Trinefron-zdorovya
Ukraine
Table of Contents
INSTRUCTIONS FOR MEDICAL USE OF THE MEDICINAL PRODUCT TRINEPHRON-ZDOROVYE (TRINEPHRON-ZDOROVYE)
Composition:
Active ingredient: 1 g (27 drops) of the preparation contains 290 mg of liquid extract from medicinal plant raw materials: centaury herb (Herba Centaurii), rosemary leaf (Folia Rosmarini officinalis), and lovage root (Radix Levistici officinalis) (1:1:1) (1:16) (extraction solvent: ethanol 59%);
Excipient (besides extraction solvent): purified water.
Pharmaceutical form. Oral drops.
Main physicochemical properties: clear, slightly cloudy yellow-brown liquid with a characteristic odor. Slight opalescence or formation of a minor sediment during storage is permissible.
Pharmacotherapeutic group. Agents used in urology. ATC code G04BX.
Pharmacological properties.
Pharmacodynamics.
The components contained in the herbal medicinal product exhibit complex activity, manifested as anti-inflammatory, antioxidant, spasmolytic, and analgesic effects. The preparation also has antibacterial and diuretic effects, which are due to substances present in the herbal components of the preparation.
Clinical characteristics.
Indications.
For complex treatment of inflammatory diseases of the urinary tract.
Prevention of urinary stone formation, including after their removal.
Contraindications.
Hypersensitivity to any component of the medicinal product or to other plants of the Apiaceae family, e.g. anise, fennel, or to anethole (i.e. a component of essential oils found, for example, in anise and fennel).
Peptic ulcer in the stage of exacerbation.
Edema due to heart failure or impaired kidney function and/or when reduced fluid intake has been recommended.
Interaction with other medicinal products and other forms of interaction.
If concomitant use with any other medicinal products is necessary, consult a physician.
Special precautions for use.
During storage of the medicinal product, turbidity or precipitation may occur; however, this does not affect the efficacy of the medicinal product.
If fever persists, spasms occur, blood appears in the urine, urinary disturbances develop, or acute urinary retention occurs, medical advice must be sought immediately.
This medicinal product contains 13.73–14.92% ethanol (alcohol), i.e. 254–276 mg/dose. The product should not be used in patients suffering from alcoholism or in patients who have completed treatment for alcoholism.
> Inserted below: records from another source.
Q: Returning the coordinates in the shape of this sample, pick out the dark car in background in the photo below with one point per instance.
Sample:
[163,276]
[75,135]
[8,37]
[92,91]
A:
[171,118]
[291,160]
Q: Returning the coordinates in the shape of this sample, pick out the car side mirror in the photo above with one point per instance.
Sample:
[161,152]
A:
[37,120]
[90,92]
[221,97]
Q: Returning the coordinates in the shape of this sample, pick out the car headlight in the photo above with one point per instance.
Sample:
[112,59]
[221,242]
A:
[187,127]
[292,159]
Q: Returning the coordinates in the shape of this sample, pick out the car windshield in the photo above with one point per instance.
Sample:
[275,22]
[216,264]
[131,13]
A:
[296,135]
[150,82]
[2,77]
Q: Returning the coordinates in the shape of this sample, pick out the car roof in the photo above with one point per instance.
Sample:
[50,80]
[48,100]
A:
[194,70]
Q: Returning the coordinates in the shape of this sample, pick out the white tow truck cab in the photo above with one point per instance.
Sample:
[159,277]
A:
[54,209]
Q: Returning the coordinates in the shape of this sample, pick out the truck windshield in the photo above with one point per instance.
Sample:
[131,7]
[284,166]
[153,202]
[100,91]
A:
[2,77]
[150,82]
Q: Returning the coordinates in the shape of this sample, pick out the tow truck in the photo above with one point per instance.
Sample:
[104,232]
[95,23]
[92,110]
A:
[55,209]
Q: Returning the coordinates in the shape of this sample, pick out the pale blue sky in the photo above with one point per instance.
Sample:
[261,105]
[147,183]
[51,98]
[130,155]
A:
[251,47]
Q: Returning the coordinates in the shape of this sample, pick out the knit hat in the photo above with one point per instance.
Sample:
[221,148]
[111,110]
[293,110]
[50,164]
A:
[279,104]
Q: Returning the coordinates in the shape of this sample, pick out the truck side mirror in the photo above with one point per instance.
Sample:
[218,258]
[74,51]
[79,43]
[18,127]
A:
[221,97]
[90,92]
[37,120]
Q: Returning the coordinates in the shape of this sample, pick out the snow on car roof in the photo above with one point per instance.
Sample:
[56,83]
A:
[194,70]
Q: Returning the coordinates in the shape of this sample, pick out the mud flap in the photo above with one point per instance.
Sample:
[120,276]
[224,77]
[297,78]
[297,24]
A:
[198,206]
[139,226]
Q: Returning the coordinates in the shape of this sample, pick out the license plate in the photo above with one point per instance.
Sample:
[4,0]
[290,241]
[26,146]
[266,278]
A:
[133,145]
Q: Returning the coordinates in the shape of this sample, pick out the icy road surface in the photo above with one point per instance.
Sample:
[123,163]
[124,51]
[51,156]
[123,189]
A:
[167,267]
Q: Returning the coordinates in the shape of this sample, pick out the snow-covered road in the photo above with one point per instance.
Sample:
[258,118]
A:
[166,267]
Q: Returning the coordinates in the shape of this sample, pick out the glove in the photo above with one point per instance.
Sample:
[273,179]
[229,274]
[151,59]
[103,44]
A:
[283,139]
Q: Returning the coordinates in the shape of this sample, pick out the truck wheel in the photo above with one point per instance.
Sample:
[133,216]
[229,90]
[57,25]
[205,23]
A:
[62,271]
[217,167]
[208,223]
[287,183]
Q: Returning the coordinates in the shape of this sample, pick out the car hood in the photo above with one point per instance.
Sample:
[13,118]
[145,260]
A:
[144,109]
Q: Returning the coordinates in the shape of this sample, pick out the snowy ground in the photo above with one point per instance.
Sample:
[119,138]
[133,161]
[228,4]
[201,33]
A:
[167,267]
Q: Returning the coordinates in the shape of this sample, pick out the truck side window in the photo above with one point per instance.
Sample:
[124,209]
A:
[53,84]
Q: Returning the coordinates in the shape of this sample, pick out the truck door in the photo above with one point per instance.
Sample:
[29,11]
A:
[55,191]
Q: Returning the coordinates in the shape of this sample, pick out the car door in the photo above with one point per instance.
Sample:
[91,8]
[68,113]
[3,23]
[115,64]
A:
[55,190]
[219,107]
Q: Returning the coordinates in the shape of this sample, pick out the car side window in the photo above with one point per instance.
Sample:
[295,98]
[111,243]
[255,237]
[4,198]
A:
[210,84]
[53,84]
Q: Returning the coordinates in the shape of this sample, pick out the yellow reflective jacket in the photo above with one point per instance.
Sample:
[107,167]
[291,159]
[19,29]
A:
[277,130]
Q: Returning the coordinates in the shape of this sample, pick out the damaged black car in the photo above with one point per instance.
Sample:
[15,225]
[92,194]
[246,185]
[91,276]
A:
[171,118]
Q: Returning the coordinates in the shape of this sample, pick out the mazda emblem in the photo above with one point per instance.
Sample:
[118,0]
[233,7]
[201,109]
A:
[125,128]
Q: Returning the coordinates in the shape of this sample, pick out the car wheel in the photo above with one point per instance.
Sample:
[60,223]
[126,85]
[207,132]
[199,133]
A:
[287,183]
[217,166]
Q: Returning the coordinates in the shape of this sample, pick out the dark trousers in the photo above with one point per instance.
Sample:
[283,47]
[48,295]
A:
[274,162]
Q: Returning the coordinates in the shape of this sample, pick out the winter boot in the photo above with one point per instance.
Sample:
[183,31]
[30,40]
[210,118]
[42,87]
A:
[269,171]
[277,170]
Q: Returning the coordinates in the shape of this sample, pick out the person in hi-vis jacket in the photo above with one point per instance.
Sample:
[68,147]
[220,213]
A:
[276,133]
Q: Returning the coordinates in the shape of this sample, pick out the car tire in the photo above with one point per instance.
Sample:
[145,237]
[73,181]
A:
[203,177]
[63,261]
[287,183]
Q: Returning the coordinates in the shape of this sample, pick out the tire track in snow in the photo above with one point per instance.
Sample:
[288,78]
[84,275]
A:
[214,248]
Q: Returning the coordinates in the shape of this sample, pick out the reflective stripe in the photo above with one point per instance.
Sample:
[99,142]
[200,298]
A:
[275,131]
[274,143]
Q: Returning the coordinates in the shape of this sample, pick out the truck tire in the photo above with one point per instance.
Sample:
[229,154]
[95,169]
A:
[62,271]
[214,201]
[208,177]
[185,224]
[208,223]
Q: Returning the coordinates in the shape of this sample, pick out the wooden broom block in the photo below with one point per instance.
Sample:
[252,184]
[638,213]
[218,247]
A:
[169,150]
The alcohol content of the product must be taken into account when administering to patients at high risk, such as those with liver disease, epilepsy, or brain disorders. Use with caution in children.
Use during pregnancy or breastfeeding.
Pregnancy.
No experimental adverse effects of direct or indirect action of the medicinal product have been identified. Currently, experience with use of the medicinal product in pregnant women is limited. Therefore, as a precaution, use of the medicinal product during pregnancy should be avoided.
Breastfeeding.
Due to the lack of data regarding passage of the medicinal product or its metabolites into breast milk, a risk to the infant cannot be excluded. Therefore, the medicinal product should not be used during breastfeeding.
Ability to influence reaction speed when driving or operating machinery.
The medicinal product, at recommended doses, does not affect the ability to drive or operate machinery; however, it should be noted that the product contains ethanol.
Dosage and Administration.
Unless otherwise prescribed by a physician, the medication should be administered to adults and children aged 12 years and older at a dose of 50 drops three times daily (total daily dose − 150 drops).
Adult patients should take the drops undiluted. If necessary (e.g., due to bitter taste in children), the drops may be taken with any liquid. Shake well before use! When administering the drops, hold the bottle vertically.
Adequate fluid intake should be ensured during treatment.
The duration of treatment is determined individually by a physician. If the medication is well tolerated, it may be prescribed for a prolonged period.
Children. The medication should not be used in children under 12 years of age.
Overdose.
Cases of poisoning due to overdose have not been reported. Treatment is symptomatic.
Side effects.
Gastrointestinal disturbances (nausea, vomiting, diarrhea) are common. Allergic reactions may occur in case of hypersensitivity to the components of the drug, including skin rash, urticaria, itching, and skin hyperemia.
If any adverse reactions occur, discontinue use of the drug and consult a physician.
Shelf life. 3 years.
Storage conditions. Store in the original packaging at a temperature not exceeding 25 °C.
Keep out of reach of children.
Shelf life of the drug after opening the bottle – 6 months.
Packaging. 50 ml or 100 ml in a bottle closed with a dropper stopper and cap, in a box.
Availability. Over-the-counter.
Manufacturer. LIMITED LIABILITY COMPANY "CORPORATION "ZDOROVYA".
Manufacturer's address and place of business.
22 Shevchenka Street, Kharkiv, Kharkiv region, 61013, Ukraine.